El León de Belfast está poco fiero, más bien, y por increíble que parezca, parece en sintonía consigo mismo. No es malo. Su música actual, a la que él mismo se suma tocando el saxofón y la armónica, transmite esa sensación agradable, barnizada de un sabroso swing, que terminó por sonar espléndido en ese toque de jazz ligero y elegante que transformaron composiciones clásicas como Baby Please Don’t Go, con la guitarra punteando fina y el vozarrón de Morrison cobrando protagonismo. Cierto que pierde garra, sin esa pulsión mística de la que nació su leyenda, pero el viejo cascarrabias también se ha quitado el traje de oficinista que a veces viste en sus conciertos. Tiene una idea, la de conservar aún vivo su legado, y consigue que triunfe.
Hay algo en Morrison, como cuando se puso a mascullar palabras inventadas en Days Like This o revolvió sus alaridos en élfico en Sometimes We Cry, que escapa a la pura lógica. Es una convulsión primaria, extremadamente personal, intrínseca a su ser intratable, como ese subidón sentimental que dio a Here Comes The Night. No se puede explicar, aunque se puede entender perfectamente cómo atraviesa. Quien lo ha probado, lo sabe. Y no hubo mejor forma de probarlo que cuando, ante sus micrófonos dorados, se lanzó para cerrar con su célebre Gloria y todo el público acabó dando palmas.

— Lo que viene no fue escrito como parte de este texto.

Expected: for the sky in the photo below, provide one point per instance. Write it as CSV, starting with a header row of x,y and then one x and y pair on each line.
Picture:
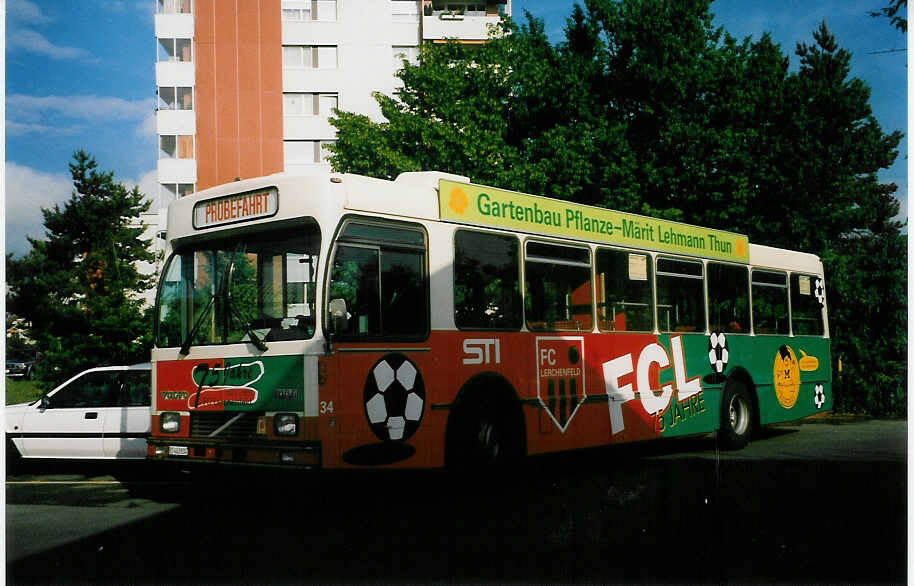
x,y
80,74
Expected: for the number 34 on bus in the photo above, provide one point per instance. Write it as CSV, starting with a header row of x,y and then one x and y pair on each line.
x,y
340,321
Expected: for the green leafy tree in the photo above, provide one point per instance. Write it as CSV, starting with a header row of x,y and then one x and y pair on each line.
x,y
78,289
895,12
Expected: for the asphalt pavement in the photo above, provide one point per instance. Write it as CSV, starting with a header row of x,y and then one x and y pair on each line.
x,y
817,502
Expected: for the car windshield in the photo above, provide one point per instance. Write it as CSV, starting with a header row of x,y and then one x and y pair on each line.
x,y
246,289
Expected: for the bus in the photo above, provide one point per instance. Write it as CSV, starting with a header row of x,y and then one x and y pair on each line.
x,y
341,321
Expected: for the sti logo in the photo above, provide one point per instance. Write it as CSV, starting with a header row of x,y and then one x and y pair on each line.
x,y
560,377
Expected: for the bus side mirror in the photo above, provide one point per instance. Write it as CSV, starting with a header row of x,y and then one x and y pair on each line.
x,y
339,316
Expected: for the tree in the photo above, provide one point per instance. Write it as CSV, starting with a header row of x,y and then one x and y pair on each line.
x,y
892,13
645,107
78,289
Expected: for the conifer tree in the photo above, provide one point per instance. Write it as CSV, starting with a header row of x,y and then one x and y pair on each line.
x,y
79,288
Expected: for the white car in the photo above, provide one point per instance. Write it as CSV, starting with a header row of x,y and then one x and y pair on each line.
x,y
101,413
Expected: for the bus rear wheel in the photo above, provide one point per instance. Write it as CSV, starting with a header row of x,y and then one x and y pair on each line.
x,y
737,416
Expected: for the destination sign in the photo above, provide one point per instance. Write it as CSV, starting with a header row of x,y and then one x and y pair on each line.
x,y
239,207
487,206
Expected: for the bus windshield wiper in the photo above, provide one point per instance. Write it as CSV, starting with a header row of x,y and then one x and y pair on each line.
x,y
185,347
220,288
245,324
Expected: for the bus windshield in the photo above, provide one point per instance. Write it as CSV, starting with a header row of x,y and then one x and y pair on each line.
x,y
250,288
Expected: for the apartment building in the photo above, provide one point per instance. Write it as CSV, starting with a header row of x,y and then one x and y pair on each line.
x,y
246,87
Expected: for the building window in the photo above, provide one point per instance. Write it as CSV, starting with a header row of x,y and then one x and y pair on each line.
x,y
296,10
176,98
401,52
305,152
680,295
307,10
176,146
309,104
326,10
309,57
169,192
174,7
404,11
466,8
175,50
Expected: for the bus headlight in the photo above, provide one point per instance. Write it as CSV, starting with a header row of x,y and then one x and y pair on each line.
x,y
170,422
285,424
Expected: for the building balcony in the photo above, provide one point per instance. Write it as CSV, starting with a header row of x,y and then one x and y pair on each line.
x,y
175,73
169,26
176,122
177,170
453,25
307,128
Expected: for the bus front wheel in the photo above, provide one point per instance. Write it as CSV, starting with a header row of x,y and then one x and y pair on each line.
x,y
484,432
736,416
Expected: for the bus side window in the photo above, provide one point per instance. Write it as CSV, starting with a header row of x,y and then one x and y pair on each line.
x,y
807,302
557,286
380,273
728,298
680,295
624,297
486,281
769,302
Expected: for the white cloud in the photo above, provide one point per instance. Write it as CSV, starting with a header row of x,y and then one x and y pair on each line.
x,y
14,128
33,108
25,11
27,191
35,42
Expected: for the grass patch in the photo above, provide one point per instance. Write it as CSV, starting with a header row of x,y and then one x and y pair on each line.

A estas alturas, sus canciones son como arrecifes donde descansan esencias que escasean. Son las esencias de otra época. No se recordaba un Morrison tan bien entregado a su causa. Aquello que es fe, aquello que es miedo, aquello que es amor, aquello que, en definitiva, es vida, todavía tiene sentido a través de su añeja música. El gran sanador todavía está vivo.